Friday, Mar. 15, 1963
Vulgarian Victory
The Four Days of Naples. On Sept. 8, 1943, the day Badoglio surrendered to Eisenhower, the lid of a manhole lifted hesitantly in a Neapolitan alley and a draft dodger squinted at the unaccustomed sunlight. "La 'uerr' e finood'!" the mob above him bellowed in delirium. The war was over for Sicily, si. But for Naples it was far from over. On Sept. 12, the Panzers rumbled into town as the Italian garrison stumbled off in all directions. Then flying squads of German soldiers burst into the Vomero, the city's principal slum, and gun-butted the male population into labor battalions. In a fury the Neapolitan canaglia, known for a thousand years as the scum of the earth, rose in heroic rebellion against allies they had always loathed. Out of manholes, cellars, caves and sewers crammed with smuggled guns and ammo they came storming, and in four historic days of blood and glory rang a tocsin that awoke the Underground from Naples to the Alps.
The story of le quattro giornate di Napoli is now described with factual fidelity and tremendous elan in the best battle movie made in Italy since Open City and Paisan.
The film, like the revolt, begins in a series of scattered episodes and gathers itself slowly to a terrific climax of violence. When the Germans occupy Naples, nobody dreams of rebellion. When they round up the labor battalions, everybody thinks only of escape. But when they cannot escape, the men of Naples instantly decide that they would rather fight than work: the lazy lazzaroni rise to defend their ancient tradition of indolence. On Sept. 27, grim little groups break out their hidden weapons and converge on German units. A substantial enemy force is besieged in a soccer stadium. German columns rush to its relief. But the vermin of the Vomero pile barricades in their wretched alleys, volley grenades from the rooftops, take potshots from parked cars. Even the snotty-nosed scugnizzi manage to get guns and march against the Germans in infantine battalions.
On the third day of rebellion, 50 partisans bring up a German fieldpiece, and in a savagely spectacular skirmish prang two enemy tanks. The German commandant takes a hard look at his position. He holds the city, but he might as well be holding a nest of vipers. The Allies are advancing, and he obviously cannot fight them and the Neapolitans too. Humbly he requests the victorious vulgarians to grant him a truce; ingloriously the Wehrmacht scuttles out of town.

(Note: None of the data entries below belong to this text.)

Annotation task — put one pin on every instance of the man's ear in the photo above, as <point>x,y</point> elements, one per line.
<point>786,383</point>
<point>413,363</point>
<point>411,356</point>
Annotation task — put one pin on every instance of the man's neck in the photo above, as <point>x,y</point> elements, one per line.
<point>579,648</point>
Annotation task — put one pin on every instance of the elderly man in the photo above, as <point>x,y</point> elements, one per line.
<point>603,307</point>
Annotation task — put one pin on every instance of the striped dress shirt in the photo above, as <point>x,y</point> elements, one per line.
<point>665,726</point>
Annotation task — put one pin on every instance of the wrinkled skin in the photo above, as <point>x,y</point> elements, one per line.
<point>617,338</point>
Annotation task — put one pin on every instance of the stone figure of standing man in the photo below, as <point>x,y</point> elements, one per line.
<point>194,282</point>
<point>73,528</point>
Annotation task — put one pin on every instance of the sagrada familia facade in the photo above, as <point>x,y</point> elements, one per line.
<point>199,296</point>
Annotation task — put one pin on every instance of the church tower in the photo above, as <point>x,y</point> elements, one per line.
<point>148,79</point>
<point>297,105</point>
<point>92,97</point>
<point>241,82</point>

No individual hero is celebrated in The Four Days, no single villain vilipended. The hero is Naples, the villain is war. Director Nanni Loy, a 37-year-old Sardinian whose two previous pictures attracted little attention, set out to record a mass movement, and he has done so with stunning force and skill. Few professional actors appear in the film, and those few (among them Jean Sorel and Lea Massari) are not credited; most of the performers were found in the mazes of the Vomero, and many took an active part in the events the film describes. They really are what the picture says they are, and they mightily enforce the illusion that the picture really is what it says it is, that the rebellion really is happening before one's eyes.
Loy's camera contributes equally to the illusion. With the help of a telescopic lens it plunges the spectator like spaghetti into the boiling core of every battle--he goes in stiff with tension and comes out limp with fatigue. It holds him still and explodes a mob in his face. And twice it summons him to images of awful beauty:
>> A German tank, hit by a shell, stops stunned, reels backward, writhes like a colossal metal insect in torment, the turret turning from side to side like a huge head and the tip of the long slender deadly gun glaring balefully in all directions like a big evil eye on a stilt.
>> In darkness a long line of workmen, peering over a bank of earth, see their factory burned by the Germans, and as the camera moves in a moving frieze from face to firelit face, the faces slowly in the mind become one face: the image of Neapolis Agonistes, the image of all men who inhabit the dark night of tyranny.